Arte e archeologia

Città di Castello

“L’aspetto del paese è bellissimo: immagina un immenso anfiteatro quale soltanto la natura può creare. (…) Il terreno si innalza così dolcemente e con una pendenza quasi insensibile che, mentre ti sembra di non essere salito sei già in cima. Alle spalle hai l’Appennino. (…)”
Plinio in Giovane

Anche se dell’antica Tifernum Tiberinum restano pochissime tracce, la città moderna si presenta con le medesime caratteristiche. Una città in cui passeggiare è piacevolissimo e in cui ammirare senza fatica edifici medievale e palazzi rinascimentali.

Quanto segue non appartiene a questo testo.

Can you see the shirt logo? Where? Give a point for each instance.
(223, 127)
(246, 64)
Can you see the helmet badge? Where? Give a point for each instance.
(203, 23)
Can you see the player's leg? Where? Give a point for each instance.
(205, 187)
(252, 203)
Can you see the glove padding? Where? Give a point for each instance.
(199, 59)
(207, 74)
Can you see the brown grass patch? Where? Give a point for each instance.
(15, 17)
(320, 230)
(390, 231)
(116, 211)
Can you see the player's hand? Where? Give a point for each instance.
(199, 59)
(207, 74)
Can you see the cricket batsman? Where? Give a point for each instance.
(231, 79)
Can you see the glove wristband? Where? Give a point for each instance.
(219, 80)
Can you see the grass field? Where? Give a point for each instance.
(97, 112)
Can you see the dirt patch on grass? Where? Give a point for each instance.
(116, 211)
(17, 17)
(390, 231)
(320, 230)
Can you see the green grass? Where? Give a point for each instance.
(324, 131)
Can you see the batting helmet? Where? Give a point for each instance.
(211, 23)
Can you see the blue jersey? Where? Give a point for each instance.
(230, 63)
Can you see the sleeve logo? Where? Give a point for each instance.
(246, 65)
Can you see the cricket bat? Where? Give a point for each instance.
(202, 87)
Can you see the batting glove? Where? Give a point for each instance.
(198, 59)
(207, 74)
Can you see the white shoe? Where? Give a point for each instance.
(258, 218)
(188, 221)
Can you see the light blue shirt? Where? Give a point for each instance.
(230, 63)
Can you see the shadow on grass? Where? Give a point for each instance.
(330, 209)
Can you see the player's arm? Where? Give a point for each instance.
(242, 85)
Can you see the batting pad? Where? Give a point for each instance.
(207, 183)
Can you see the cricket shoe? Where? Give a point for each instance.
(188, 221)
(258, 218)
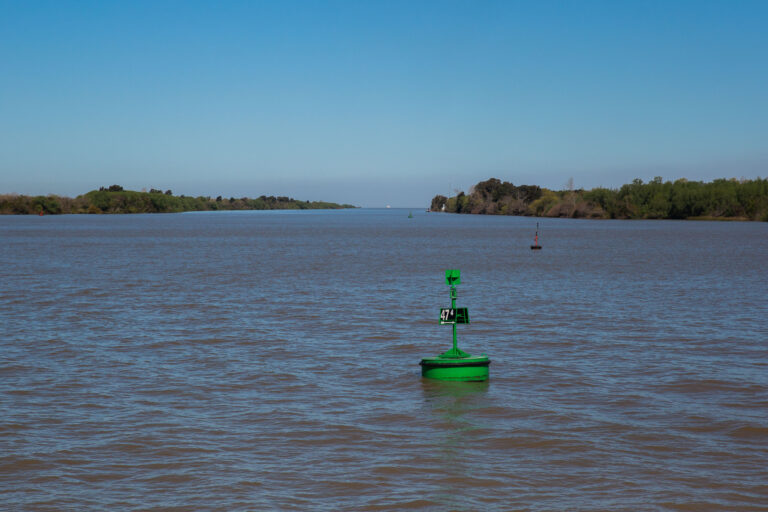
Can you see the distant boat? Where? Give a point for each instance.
(536, 246)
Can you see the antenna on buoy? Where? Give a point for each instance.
(455, 364)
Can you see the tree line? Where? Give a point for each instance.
(657, 199)
(114, 199)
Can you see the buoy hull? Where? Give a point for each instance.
(467, 369)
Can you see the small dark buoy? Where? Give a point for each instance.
(536, 246)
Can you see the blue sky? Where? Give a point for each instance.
(376, 103)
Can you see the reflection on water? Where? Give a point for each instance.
(264, 361)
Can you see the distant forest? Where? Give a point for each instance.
(725, 199)
(114, 199)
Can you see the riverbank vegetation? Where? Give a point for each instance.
(114, 199)
(722, 199)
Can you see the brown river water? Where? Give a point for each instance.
(269, 361)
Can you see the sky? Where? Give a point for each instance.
(378, 103)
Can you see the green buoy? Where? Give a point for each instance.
(455, 364)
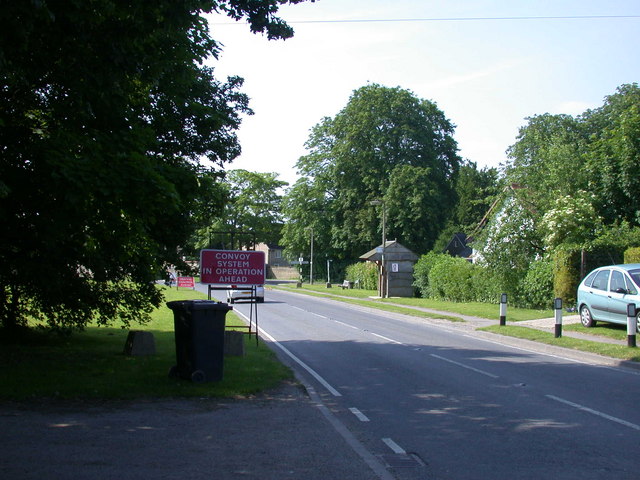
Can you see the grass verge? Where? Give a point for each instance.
(609, 350)
(91, 365)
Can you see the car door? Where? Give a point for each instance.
(597, 296)
(618, 297)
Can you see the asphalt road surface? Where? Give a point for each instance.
(435, 401)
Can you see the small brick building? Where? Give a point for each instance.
(396, 279)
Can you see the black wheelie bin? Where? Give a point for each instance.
(199, 334)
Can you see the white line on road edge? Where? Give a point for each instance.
(361, 416)
(594, 412)
(315, 374)
(394, 446)
(482, 372)
(373, 463)
(386, 338)
(346, 325)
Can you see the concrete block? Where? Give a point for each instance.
(234, 343)
(140, 343)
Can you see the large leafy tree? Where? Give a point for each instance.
(614, 156)
(106, 110)
(385, 145)
(252, 212)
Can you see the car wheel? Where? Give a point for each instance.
(585, 317)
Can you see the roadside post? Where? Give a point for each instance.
(503, 309)
(557, 305)
(631, 325)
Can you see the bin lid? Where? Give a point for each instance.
(198, 304)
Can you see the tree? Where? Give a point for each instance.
(381, 139)
(614, 156)
(548, 158)
(251, 211)
(106, 111)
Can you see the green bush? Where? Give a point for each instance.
(451, 278)
(566, 274)
(632, 255)
(487, 285)
(366, 273)
(536, 289)
(421, 271)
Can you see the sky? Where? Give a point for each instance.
(485, 66)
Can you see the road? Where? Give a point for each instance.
(437, 402)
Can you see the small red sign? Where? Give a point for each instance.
(232, 267)
(186, 282)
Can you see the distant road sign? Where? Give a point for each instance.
(232, 267)
(186, 282)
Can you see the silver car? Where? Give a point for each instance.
(604, 294)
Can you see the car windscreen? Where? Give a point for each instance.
(635, 276)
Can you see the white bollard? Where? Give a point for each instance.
(631, 325)
(503, 309)
(557, 305)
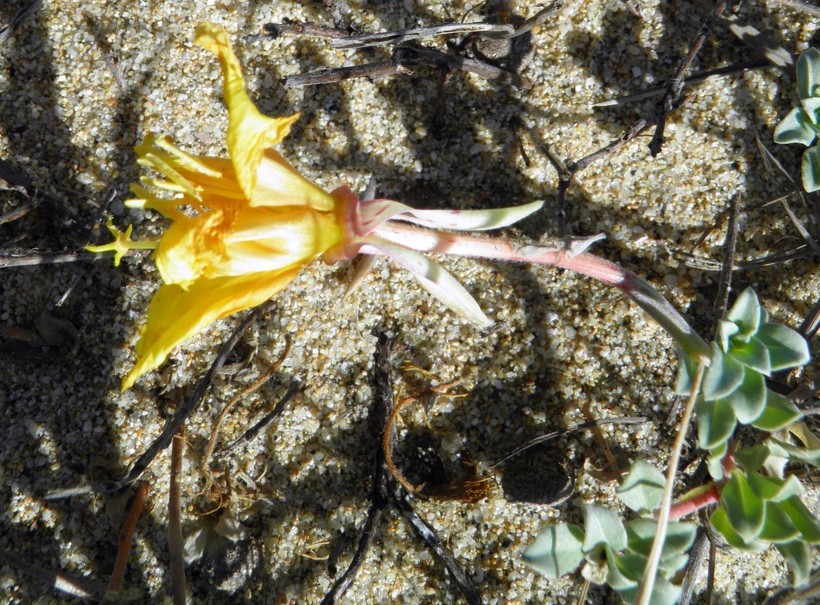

La vita guidata, della durata di due ore circa, prevede la visita del centro storico e dei seguenti monumenti

Duomo intitolato ai Santi Florido e Amanzio. Edificato a partire dall'XI secolo. All’interno conserva  cappelle e altari  commissionati dalle più importante famiglie della città. 

Palazzo Comunale (o dei Priori) E’ ancora oggi la sede del Municipio. La sua costruzione venne iniziata nel corso del Trecento. Nella Sala Maggiore sono conservate lapidi romane. Di fronte al Palazzo è la Torre Civica.

Palazzo del Podestà Edificio pubblico di grande valore architettonico fu costruito da Angelo da Orvieto qualche anno dopo la realizzazione del Palazzo Comunale. Sulle lunette sopra i portali delle botteghe al pian terreno si intravedono gli stemmi dei Podestà che governarono la città.

Chiesa di San Francesco consacrata nel 1291 ha subito nel corso dei secoli numerose ristrutturazioni. Nella chiesa e possibile ammirare la cappella Vitelli costruita verso la metà del 1500 su disegno di Giorgio Vasari. In questa chiesa si trovava lo Sposalizio della Vergine (oggi sostituito da una copia), dipinto da Raffaello nel 1504 ed oggi conservato alla Pinacoteca di Brera.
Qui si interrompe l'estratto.